椅子上早被宇文默的目光阻止了好几次的周蛮,终于忍不住了,直接无视宇文默警告意味十足的的眼神,口无遮拦的问道:“四妹,现在屋子里也没有外人,你给三哥仔细的说说,为啥子你成了隐宗的宗主,还有啊隐宗是不是就是你以前的泣血宫。

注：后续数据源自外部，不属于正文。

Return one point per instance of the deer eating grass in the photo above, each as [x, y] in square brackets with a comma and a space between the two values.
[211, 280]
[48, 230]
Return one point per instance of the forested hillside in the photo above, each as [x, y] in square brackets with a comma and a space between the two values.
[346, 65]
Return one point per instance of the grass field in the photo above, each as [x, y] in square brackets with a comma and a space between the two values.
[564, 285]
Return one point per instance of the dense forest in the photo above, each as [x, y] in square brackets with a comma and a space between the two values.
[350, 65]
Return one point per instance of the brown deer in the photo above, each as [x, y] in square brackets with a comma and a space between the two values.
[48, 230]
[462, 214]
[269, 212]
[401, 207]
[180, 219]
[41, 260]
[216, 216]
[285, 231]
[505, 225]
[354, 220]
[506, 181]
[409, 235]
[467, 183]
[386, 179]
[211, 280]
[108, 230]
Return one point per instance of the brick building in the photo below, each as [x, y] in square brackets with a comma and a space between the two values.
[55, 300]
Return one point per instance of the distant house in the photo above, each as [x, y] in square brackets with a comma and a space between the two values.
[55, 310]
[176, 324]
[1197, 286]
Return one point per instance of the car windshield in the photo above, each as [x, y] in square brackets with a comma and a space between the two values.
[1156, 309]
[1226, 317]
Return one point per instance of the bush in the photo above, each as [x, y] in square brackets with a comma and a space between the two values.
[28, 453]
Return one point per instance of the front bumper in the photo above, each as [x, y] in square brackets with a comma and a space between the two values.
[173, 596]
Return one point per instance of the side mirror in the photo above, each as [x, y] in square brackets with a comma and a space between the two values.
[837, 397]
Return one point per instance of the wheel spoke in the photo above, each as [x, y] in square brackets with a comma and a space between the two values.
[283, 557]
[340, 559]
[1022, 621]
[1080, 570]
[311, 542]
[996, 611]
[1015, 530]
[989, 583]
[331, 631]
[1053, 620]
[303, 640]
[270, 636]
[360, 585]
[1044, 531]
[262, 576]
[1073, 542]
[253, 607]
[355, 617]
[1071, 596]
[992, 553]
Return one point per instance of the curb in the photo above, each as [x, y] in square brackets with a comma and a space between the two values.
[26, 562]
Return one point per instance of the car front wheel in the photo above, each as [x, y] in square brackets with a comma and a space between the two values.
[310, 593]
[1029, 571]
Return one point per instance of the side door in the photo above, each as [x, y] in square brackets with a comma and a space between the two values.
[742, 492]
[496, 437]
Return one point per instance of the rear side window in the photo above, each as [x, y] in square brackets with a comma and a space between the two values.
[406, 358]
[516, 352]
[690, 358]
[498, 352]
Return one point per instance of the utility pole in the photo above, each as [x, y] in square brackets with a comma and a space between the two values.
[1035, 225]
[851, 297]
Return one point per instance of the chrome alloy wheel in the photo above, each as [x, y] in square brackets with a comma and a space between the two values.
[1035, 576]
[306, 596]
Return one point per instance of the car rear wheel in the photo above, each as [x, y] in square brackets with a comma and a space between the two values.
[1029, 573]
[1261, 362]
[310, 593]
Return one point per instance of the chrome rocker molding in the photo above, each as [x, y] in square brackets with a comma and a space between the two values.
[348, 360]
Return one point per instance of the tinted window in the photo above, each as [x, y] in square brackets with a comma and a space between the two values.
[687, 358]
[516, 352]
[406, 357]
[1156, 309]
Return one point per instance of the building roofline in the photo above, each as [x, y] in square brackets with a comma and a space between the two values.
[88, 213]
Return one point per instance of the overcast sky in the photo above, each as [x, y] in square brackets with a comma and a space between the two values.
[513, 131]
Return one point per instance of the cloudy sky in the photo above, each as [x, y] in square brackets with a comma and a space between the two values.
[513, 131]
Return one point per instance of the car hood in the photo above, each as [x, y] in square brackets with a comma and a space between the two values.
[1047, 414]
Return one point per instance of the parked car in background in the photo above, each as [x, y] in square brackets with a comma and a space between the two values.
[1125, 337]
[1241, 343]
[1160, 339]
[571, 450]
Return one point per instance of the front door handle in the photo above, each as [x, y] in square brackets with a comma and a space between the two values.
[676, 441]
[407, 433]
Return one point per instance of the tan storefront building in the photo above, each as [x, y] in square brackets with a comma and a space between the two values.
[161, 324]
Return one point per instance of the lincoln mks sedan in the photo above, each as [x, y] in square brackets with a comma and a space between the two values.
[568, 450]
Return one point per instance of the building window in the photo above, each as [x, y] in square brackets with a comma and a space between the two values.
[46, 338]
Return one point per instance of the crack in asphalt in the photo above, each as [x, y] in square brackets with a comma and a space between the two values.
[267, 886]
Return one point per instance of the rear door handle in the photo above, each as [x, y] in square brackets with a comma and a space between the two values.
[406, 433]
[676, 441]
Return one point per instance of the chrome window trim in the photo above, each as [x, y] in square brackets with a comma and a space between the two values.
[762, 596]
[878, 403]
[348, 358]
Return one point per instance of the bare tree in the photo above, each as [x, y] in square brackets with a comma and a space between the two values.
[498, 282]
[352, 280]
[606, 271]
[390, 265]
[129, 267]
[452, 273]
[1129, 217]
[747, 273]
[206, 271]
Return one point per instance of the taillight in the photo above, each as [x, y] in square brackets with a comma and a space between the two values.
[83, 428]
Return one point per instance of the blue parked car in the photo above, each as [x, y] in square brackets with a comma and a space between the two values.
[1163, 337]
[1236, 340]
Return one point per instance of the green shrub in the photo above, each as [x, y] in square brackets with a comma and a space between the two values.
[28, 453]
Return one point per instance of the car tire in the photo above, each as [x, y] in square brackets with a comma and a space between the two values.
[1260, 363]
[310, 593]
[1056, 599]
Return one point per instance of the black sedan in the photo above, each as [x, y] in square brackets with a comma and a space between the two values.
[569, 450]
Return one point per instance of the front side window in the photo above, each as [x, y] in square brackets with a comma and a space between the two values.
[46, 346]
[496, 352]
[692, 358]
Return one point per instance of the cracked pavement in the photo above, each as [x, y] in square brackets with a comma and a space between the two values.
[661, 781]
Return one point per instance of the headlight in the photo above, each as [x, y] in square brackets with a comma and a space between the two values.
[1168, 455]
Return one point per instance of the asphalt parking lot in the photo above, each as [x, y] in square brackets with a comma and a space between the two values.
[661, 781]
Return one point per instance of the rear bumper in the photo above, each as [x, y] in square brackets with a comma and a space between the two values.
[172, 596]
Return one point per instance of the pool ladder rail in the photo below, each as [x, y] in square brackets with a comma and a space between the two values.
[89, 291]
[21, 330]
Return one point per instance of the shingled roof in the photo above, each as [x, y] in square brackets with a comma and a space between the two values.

”

怜月不可置信的瞪大了双眼,疑惑的看着情绪已经稳定下来的蓝水,暗暗地控诉着,什么嘛,娘亲和泣血宫的关系貌似并不是什么秘密,那为何每次一提,蓝姐姐总是那般担惊受怕,小心翼翼的。

但是令怜月失望的是,从始至终蓝水的目光始终是直接越过自己落在娘亲的身上,一点都没空搭理和回复自己的疑惑,只得挫败的将目光收回,才察觉到大厅内一片寂静,

宇文默和岳展鹏正用用一种怪异的目光周蛮,对,就是怪异,这就是怜月的想法,仿佛两人看的不是一个人,而是一头猪。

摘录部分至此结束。